In 2021, when Tunisia called, he committed to the country of his parents. The decision, he insists, was emotional rather than strategic.
“I joined Tunisia because I chose with my heart,” he says. The affection for France remains, he stresses. It is the country that raised him, the place that shaped his early years. “Even though I lived in France, it doesn't take away the love I have for France. But I find that the love I have for Tunisia is greater.”
Tunisia embraced him in turn. At just 23, he already has 44 caps and has twice been named African Revelation of the Year at the Africa d’Or awards. The numbers underline his rapid rise, but they don’t quite capture what he represents.
Every time he pulls on the red of Tunisia, he carries more than a flag.
“When I represent my country, I also represent my neighbourhood,” he says. La Banane is stitched into his sense of identity. “Because I know that I will represent them, and so all of that, it's a bit related to pride.”
Back home, they feel it. Mbuyi speaks for a community that sees one of its own on the global stage. “All Tunisians are proud of him,” he says, “because in the end, he's a kid from the neighbourhood. When he plays matches, everyone focuses on the match. We're all watching Hannibal's hair on the pitch. We try to spot him every time.”
The big blonde curls that once made him stand out on a local cage now make him instantly recognisable on World Cup broadcasts.
Giving back to La Banane
Fame has not cut the cord. Every summer, Mejbri returns to La Banane and stages a football tournament for the community that raised him. It is not a symbolic drop-in. He brings shirts, time, presence.
Last year alone, he handed out around 100 shirts. “You can just walk around here and find two or three people wearing his shirt,” Mbuyi says. The image is striking: a neighbourhood where the local hero’s name is not just shouted at the TV, but printed across the backs of kids chasing their own dreams on the same concrete he once did.

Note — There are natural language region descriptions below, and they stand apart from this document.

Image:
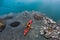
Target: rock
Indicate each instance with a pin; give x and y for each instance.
(2, 25)
(14, 24)
(38, 17)
(8, 17)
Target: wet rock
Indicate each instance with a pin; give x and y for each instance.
(14, 24)
(38, 17)
(2, 25)
(8, 17)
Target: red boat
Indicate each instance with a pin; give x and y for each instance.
(28, 27)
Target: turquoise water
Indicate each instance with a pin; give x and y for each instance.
(50, 7)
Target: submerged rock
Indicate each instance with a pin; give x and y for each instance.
(2, 25)
(14, 24)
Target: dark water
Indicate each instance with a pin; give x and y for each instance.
(50, 7)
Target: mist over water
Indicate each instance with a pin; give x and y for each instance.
(50, 7)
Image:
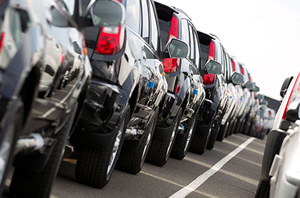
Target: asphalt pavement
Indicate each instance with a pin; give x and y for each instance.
(231, 169)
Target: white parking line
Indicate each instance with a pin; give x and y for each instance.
(202, 178)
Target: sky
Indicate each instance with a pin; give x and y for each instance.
(262, 34)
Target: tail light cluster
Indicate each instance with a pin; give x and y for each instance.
(111, 39)
(209, 79)
(171, 65)
(211, 53)
(295, 95)
(233, 65)
(242, 70)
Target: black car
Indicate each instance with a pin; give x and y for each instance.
(125, 97)
(216, 102)
(44, 78)
(177, 119)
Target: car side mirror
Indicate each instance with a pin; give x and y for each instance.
(107, 13)
(177, 48)
(285, 85)
(100, 13)
(255, 89)
(213, 67)
(293, 111)
(236, 78)
(249, 85)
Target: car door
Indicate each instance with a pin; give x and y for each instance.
(58, 88)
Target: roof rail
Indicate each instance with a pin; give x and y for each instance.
(180, 10)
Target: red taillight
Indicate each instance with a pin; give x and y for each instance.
(61, 58)
(209, 79)
(177, 88)
(242, 70)
(233, 65)
(292, 95)
(111, 40)
(174, 28)
(211, 53)
(171, 64)
(2, 41)
(84, 50)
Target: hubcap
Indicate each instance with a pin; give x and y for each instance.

For those kids, Mejbri is no longer just the boy with the wild hair from the next block. He is proof of concept.
“Hannibal is a great example of what the people look for in this area,” Mbuyi says. Because of him, the boundaries of what is possible have shifted. “Because of him, the young kids can dream.”
Now the dreams have grown. Tunisia have never gone beyond the group stage at a World Cup. The Eagles of Carthage have flown close, only to be turned back at the last ridge.
Two thousand years after another Hannibal rode elephants towards Rome, this one heads into 2026 with a different kind of army behind him: a nation, a neighbourhood, and a generation of kids staring up at La Banane and wondering how far they might go.